Back in November the Tiny Tapeout project opened its doors for the second time. The project is a way to get a (simple) chip design manufactured on actual silicon for a (somewhat) affordable price.
Since I wanted to try my hand at Verilog for some time, naturally I jumped on this opportunity...
At the last possible moment.
TL;DR: I implemented a 5-bit Galois LFSR and a 16-bit CPU in Verilog. The code is here, and a 3D rendered GDS is here.
- Shift into high gear
- The Plan
- We'll fit
- Attempt #1
- Attempt #2 - Reduce RAM
- Attempt #3 - Disable multiplication
- Attempt #4 - Reduce ROM
- Attempt #5 - Absolutely disable multiplication
- Attempt #6 - Streamline PROM
- Attempt #7 - Simplify 7-segment somewhat
- Attempt #8 - Disable multiplication (again)
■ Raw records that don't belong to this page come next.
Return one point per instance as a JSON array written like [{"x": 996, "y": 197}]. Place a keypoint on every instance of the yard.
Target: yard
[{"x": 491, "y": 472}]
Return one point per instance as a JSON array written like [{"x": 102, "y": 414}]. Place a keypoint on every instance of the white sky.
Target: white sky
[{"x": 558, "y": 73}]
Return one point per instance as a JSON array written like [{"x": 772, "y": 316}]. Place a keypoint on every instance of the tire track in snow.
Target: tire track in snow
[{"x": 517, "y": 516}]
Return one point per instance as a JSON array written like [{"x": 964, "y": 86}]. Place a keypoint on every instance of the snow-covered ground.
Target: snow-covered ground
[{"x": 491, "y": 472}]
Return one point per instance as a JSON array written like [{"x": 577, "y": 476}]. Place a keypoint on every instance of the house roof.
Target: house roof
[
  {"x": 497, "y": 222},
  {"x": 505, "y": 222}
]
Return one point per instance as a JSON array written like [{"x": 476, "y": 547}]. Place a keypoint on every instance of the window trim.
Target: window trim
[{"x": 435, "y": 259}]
- Attempt #9 - Optimize LFSR assembly, reduce ROM size
- Attempt #10 - Implement XOR instruction
- Attempt #11 - Further optimize LFSR assembly
- Attempt #12 - Downclock
- Attempt #13 - Remove RAM cell
- Attempt #14 - Get rid of loop in LFSR assembly
- Attempt #15 - Get rid of RAM entirely
- Attempt #16 - Cut ROM in half
- Attempt #17 - Further reduce memory
- Attempt #18 - Cut ROM in half
- Appendix: Hack ISA
Shift into high gear
It is evening, November 13th. The submission deadline is November 14th, 19:00. What can I do in two evenings with virtually zero experience in Verilog?
A counter that increments the digit on the 7-segment display every second? I did that once on an FPGA, so that's a no. I want something new.
How about an LFSR? It's still basically a counter, but the sequence it generates is pseudo-random. Here's a nice video that explains the basic operation (in fact, that was the inspiration).
The plan is to have a configurable LFSR: the user should be able to set both the initial state and the taps. How wide (in bits) can we make it?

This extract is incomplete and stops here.